Luke Robins

Personal information
- Full name: Luke J Robins
- Born: 18 May 1994 (age 32)
- Batting: Right-handed
- Bowling: Right-arm fast-medium
- Role: Bowler

Domestic team information
- 2018-2021: South Australia (squad no. 11)

Career statistics
| Competition | FC | LA |
| Matches | 5 | 3 |
| Runs scored | 23 | 8 |
| Batting average | 3.83 | 8.00 |
| 100s/50s | 0/0 | 0/0 |
| Top score | 12 | 8 |
| Balls bowled | 864 | 168 |
| Wickets | 9 | 4 |
| Bowling average | 51.44 | 38.00 |
| 5 wickets in innings | 0 | 0 |
| 10 wickets in match | 0 | 0 |
| Best bowling | 2/24 | 2/55 |
| Catches/stumpings | 1/– | 1/– |
- Source: Cricinfo, 4 October 2021

= Luke Robins =

Australian cricketer (born 1994)

Luke Robins (born 18 May 1994) is an Australian cricketer.
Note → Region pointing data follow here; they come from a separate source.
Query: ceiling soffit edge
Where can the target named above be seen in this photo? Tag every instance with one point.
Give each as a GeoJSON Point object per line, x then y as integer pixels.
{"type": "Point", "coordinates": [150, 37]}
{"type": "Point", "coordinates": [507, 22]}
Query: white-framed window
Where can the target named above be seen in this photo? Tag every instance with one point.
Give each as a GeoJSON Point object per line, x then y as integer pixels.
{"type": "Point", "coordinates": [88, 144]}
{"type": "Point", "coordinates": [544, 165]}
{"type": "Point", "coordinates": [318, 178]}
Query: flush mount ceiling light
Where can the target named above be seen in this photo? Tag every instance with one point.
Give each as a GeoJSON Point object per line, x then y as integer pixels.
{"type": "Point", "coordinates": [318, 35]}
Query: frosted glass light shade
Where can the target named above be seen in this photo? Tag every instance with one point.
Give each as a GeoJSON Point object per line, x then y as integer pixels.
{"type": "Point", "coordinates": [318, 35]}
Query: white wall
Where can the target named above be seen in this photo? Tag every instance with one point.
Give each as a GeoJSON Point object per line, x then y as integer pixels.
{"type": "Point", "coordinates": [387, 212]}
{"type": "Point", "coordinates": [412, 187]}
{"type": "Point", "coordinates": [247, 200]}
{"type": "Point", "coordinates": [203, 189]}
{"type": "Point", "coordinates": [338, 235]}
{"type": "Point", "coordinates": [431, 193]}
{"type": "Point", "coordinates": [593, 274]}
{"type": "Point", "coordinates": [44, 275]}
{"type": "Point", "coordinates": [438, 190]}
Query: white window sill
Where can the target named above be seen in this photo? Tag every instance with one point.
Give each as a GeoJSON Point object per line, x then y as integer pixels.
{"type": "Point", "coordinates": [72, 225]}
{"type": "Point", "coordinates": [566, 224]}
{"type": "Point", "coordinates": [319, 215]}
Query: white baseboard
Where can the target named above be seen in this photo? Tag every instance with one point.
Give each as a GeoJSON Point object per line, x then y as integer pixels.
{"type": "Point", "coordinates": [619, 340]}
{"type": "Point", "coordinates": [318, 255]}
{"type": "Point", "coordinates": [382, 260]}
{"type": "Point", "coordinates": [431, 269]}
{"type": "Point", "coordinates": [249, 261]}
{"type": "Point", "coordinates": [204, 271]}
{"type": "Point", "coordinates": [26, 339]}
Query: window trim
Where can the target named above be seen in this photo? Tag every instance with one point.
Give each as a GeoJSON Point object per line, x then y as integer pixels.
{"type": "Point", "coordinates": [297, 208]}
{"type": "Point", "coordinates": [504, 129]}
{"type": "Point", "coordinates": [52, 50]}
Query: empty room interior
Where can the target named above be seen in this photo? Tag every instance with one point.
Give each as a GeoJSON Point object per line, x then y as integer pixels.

He made his List A debut for South Australia in the 2018–19 JLT One-Day Cup on 30 September 2018. He made his first-class debut for South Australia in the 2018–19 Sheffield Shield season on 3 March 2019. In April 2021, Robins was one of five players to be dropped by the South Australia cricket team, following a season without any wins.